Robustness Enhancement of Universal Noncyclic Geometric Gates via Evolution Optimization

The concept of nonadiabatic noncyclic geometric quantum computation (NNGQC) breaks the constraint of cyclic conditions and allows the system to evolve on acyclic paths, which greatly extends the possibilities of quantum computation. By precisely controlling the evolution of quantum parameters along the acyclic path of the Bloch sphere, NNGQC is able to realize quantum logic gates under non-adiabatic conditions, which not only improves the speed of the operation, but also increases the path degrees of freedom, providing more operational flexibility and robustness for quantum computation.
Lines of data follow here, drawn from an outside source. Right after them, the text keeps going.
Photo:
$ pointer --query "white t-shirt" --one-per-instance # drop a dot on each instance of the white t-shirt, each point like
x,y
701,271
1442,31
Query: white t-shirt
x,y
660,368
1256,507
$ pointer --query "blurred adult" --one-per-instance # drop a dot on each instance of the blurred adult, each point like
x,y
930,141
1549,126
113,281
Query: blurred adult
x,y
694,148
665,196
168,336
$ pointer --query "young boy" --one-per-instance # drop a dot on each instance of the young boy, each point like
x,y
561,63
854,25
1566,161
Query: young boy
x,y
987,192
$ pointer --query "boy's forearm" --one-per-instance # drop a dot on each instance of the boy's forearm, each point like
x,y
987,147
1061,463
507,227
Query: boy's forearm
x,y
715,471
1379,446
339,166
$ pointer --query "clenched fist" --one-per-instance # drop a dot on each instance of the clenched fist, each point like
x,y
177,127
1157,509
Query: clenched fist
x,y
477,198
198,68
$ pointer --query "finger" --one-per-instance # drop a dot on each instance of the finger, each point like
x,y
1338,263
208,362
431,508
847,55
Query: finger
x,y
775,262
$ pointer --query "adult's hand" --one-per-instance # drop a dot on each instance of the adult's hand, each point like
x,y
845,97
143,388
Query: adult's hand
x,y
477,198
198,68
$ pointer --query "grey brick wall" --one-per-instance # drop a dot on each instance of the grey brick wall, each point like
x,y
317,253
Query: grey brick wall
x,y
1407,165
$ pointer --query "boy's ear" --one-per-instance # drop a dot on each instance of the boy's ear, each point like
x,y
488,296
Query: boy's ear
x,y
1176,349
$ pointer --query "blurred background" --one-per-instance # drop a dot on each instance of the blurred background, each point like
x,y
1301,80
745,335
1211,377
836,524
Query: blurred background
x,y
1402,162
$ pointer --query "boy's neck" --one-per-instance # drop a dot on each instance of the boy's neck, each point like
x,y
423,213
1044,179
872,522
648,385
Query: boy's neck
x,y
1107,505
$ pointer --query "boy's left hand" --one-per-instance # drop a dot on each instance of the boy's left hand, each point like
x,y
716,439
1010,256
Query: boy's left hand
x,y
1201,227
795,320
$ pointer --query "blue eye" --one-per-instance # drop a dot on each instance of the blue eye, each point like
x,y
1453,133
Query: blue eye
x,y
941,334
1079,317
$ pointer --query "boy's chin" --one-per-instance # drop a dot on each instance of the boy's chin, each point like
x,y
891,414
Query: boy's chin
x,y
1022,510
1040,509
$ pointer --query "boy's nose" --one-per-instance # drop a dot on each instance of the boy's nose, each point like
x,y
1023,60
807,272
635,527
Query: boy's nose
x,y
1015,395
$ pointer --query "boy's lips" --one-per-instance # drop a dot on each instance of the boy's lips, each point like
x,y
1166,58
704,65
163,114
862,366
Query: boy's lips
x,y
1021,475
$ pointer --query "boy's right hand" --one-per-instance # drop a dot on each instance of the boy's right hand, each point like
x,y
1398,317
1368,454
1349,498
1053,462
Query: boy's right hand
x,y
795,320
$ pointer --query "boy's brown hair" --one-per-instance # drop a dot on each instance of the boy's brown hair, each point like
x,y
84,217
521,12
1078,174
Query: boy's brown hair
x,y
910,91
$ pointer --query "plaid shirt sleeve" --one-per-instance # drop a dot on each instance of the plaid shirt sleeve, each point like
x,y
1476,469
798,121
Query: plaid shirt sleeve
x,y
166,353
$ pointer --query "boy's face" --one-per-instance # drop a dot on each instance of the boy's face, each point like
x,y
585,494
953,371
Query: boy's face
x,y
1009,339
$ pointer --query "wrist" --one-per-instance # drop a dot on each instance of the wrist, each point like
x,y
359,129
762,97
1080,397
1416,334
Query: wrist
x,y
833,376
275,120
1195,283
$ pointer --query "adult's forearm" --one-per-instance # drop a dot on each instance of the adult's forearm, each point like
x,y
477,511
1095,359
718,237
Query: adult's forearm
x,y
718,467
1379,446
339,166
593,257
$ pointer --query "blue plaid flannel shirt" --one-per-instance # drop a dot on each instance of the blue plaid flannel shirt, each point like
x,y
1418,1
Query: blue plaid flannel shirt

However, past work on NNGQC has not given a universal solution for different gate constructions, meanwhile due to the inability to optionally avoid some trajectory segments seriously affected by systematic errors, the performance of arbitrary geometric gate is still unsatisfactory. Here we give the general scheme of NNGQC, and also summarize the optimal gate construction corresponding to different schemes, and it is worth mentioning that we creatively introduce the universal robust control. Numerical simulations verifies that it is perfectly compatible with all types of noise terms and outperforms the transmission dynamic gates and quantum logic gates in the NGQC framework in terms of gate fidelity and robustness performance. Thus, our scheme can give the ideal quantum gate construction under noncyclic conditions, which sheds light on future large-scale quantum computation.